Kenyan president faces tough choices after day of bloodshed

Nairobi, Kenya

After a day of protest, turmoil and bloodshed, Kenyan President William Ruto addressed the nation with a message of sadness and strength.

Saying “legitimate” protests against his policies had been “hijacked by a group of organised criminals,” he warned his government would use all means at its disposal to prevent a repeat of the violence – “at whatever cost”.

“Today’s events mark a critical point on how we respond to threats to our peace,” he said. “We will ensure a situation of this nature does not recur again.”

The president’s message was an attempt to seize back control after days of street protests which have grown in strength and number. On Tuesday, they escalated with at least five people shot dead and hundreds injured.

But in the longer term some around Mr Ruto must fear that things might not be so simple, and that the prospect of tough choices remain.

Elected in 2022 pledging to cut corruption, shore up the country’s faltering economy and help the poor, the embattled Mr Ruto now faces an unprecedented rebellion against a bill he says he is an essential part of his plan to build the nation.

It might be easier to know which way to turn if the opposition Mr Ruto faces were confined within parliament.

An astute political player, deputy president for almost a decade before being elected to the top spot, Mr Ruto has years of experience wrangling politics to get things done.

Now though, the forces massed against him are something truly beyond his control.

A movement which grew organically out of discontent expressed on social media has grown into a powerful rebellion which has filled the streets of towns across the country.

In the capital, the Nairobi governor’s office, city hall and the country’s parliament were this afternoon all set ablaze.

The protestors had started the day threatening a “total shutdown”.

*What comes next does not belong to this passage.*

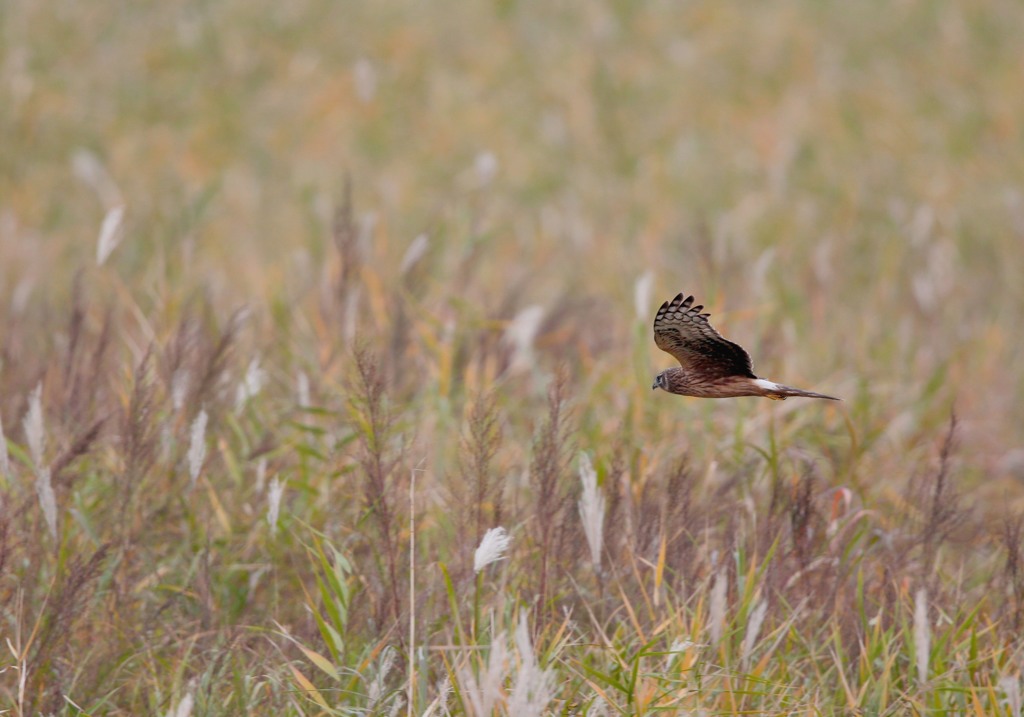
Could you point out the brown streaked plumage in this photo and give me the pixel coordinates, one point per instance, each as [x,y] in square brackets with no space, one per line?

And at the end of a day of chaos and panic across the country, often set against the sound of teargas and at times live fire from police, there is no doubt their fury has been heard.

In response, Mr Ruto has chosen not to yield to the demands of the demonstrators by abandoning his budget – but has pushed back against them in an effort to calm the country.

Some in his government might wonder whether that position can hold, and where it leaves his controversial finance bill in the longer term.

Mr Ruto has argued the raft of new taxes are essential to control Kenya’s debt – a huge sum of more than $80bn (£63bn), which costs the country more than half of its annual tax revenues to service.

Kenya secured a restructuring of its international debt commitments earlier this year – something which immediately pushed a surge in the value of its currency.

Increasingly seen as one of Africa’s leading statesmen, recently returned from a state visit to the White House, Mr Ruto understands the importance to his nation’s economy of avoiding a default on its debt payments.

For those in his government the calculation was that controlling the state finances by increasing the tax burden was preferable to cutting public services.

The bill, due to become law next Monday, originally brought in dozens of new or increased taxes on everything from car ownership and financial transactions to sanitary pads.

Several of the most contentious taxes have already been dropped following consultation with the public.

But the controversy over the budget follows other revenue-raising measures introduced by Mr Ruto, including increased taxes for healthcare and low-cost housing.

And for those on the street, there’s a third solution available to the government beyond cutting services or raising taxes.

Many blame the country’s financial woes on corruption, with taxpayers wary of paying more amidst a lack of trust over the transparency of the state.

For Mr Ruto it is perhaps the shadows of this past that make his current position so difficult.

He may be a new president, and with a focus on green energy and tech he’s certainly got new ideas about where he wants to take Kenya.

But for many on the streets, Mr Ruto’s record as a senior figure in government over a period marred by corruption means it’s hard to trust him with their taxes.

Today’s events in Nairobi leave Mr Ruto seemingly pinned now into a tight corner.

Facing condemnation for what many Kenyans see as a heavy-handed response to protests in the street, he has chosen to take on directly those he blames for letting the demonstrations spiral out of control.

But few of those who came out to have their voices heard in Nairobi and across the country show any sign of giving up.

When Mr Ruto addressed the nation in his inauguration speech last year, he spoke directly to the country’s politically active youth.

“My political journey,” he told them, “similarly began as a young campaign volunteer, fresh out of university.”

“Your experience and lessons learnt should form the basis for your leadership journey.”

Now it is a confrontation with a youth-led movement that poses what many consider to the be biggest challenge to authority in Kenya since the country’s independence in 1963.

The next days for Mr Ruto will be crucial, with a showdown likely to continue between his government and many of its people.